Evet, maden işçilerinin “kaderi” hiç değişmemekte! Göçük altında kalan, grizu patlamalarında hayatlarını yitiren, daha orta yaşlarına bile gelmeden “meslek hastalıklarına” yakalanan ama bir türlü emeklerinin karşılığını alamayan maden işçileri…

1965’e geri dönelim… Maden işçilerinin çalışma koşulları ağırdır, günde 16–18 saat arası çalışan işçilere fazla mesai ücreti ödenmediği gibi işçiler, adeta köle gibi çalıştırılıp, hakarete uğramaktadırlar. Bunun karşılığında aldıkları ücret yerüstünde çalışanlar için günde 10 ile 10,5 lira, yeraltında çalışanlar için ise günde 11 ile 13 arasındadır.
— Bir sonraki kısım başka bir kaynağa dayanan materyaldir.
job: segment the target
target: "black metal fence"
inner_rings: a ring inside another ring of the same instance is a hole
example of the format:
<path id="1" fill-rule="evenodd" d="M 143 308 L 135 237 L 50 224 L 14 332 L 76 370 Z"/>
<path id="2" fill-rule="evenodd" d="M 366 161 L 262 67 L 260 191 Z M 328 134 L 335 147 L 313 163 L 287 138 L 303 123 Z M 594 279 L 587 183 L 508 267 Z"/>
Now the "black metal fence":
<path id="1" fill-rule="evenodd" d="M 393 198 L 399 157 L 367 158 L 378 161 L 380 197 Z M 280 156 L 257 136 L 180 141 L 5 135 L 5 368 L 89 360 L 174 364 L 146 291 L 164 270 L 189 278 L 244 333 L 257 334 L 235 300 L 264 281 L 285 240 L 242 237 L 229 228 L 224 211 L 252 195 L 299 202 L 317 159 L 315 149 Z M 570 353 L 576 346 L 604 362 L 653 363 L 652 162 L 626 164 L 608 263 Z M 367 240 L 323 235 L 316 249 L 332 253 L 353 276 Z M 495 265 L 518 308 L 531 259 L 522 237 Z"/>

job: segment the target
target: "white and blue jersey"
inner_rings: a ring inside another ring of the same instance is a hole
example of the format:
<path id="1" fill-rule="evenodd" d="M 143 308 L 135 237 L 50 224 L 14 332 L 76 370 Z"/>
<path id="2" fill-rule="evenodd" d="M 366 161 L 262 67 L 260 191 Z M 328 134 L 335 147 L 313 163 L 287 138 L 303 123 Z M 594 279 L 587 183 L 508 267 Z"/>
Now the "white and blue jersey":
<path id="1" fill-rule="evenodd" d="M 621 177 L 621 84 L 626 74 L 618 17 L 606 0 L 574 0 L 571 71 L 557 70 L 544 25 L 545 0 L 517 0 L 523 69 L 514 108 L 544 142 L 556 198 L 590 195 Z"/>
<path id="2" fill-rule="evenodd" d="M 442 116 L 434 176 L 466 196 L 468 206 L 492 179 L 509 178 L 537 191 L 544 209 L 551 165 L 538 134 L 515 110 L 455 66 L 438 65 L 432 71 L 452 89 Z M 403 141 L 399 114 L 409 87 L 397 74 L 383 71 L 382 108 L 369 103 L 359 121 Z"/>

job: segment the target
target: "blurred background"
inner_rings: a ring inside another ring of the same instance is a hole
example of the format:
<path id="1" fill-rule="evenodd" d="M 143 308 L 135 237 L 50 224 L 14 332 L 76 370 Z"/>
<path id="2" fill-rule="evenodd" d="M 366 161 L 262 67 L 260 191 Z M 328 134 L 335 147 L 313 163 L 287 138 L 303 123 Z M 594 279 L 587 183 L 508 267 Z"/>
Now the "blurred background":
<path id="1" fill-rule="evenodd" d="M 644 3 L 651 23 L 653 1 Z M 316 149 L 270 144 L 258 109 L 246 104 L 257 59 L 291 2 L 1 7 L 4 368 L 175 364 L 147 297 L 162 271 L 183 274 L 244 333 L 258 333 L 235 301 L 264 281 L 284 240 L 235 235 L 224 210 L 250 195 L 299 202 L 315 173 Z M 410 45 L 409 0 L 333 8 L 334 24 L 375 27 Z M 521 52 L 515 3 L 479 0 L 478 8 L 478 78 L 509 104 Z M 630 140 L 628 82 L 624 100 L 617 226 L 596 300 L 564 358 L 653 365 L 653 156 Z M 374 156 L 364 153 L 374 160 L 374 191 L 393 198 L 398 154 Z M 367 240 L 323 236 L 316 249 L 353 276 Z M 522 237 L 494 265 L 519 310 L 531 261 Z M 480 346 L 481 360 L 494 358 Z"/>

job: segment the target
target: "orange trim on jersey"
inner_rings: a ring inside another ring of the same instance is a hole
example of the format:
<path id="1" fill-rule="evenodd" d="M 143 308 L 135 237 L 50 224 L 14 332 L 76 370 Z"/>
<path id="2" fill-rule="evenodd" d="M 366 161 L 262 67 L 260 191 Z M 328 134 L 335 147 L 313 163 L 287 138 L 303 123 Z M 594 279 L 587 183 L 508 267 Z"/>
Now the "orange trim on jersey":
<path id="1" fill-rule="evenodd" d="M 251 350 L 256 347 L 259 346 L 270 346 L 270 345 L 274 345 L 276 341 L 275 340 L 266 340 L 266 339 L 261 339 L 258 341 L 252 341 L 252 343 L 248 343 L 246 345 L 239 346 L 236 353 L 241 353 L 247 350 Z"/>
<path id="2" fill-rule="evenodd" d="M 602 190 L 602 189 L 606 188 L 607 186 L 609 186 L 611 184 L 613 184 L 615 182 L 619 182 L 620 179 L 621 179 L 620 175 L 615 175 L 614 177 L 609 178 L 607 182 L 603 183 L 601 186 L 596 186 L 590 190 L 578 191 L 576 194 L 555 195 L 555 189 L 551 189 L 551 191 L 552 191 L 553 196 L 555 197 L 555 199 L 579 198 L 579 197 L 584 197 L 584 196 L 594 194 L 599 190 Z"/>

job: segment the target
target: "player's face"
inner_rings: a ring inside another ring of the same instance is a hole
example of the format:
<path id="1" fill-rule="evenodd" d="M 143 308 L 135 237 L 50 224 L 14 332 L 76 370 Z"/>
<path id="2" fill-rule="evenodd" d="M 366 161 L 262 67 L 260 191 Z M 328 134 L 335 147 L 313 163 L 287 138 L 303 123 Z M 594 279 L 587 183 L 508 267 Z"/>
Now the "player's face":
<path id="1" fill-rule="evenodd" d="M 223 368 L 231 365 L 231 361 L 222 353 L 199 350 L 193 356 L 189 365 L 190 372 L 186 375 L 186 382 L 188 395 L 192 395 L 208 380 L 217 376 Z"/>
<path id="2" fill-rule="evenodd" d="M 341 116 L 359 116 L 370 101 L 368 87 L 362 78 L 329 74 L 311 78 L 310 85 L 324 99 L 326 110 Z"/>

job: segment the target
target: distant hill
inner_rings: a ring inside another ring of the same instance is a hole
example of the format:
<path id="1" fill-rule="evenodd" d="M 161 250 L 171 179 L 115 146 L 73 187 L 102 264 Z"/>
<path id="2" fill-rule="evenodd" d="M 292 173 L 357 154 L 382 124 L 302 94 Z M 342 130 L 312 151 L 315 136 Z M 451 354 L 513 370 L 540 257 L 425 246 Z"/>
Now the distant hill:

Zonguldak kömür havzasında Kozlu Maden Ocağı’nda işletme karından dağıtılacak 6 milyon liralık liyakat zammının sadece işverence seçilmiş çalışanlara değil her işçiye eşit olarak dağıtılması talebi ile başlar maden işlerinin direnişi. Gelik, Karadon, Kilimli ve Çaydamar bölgelerinde 10 Mart’ta başlayan grevler 11 Mart 1965 tarihinde Kozlu bölgesine sıçrar.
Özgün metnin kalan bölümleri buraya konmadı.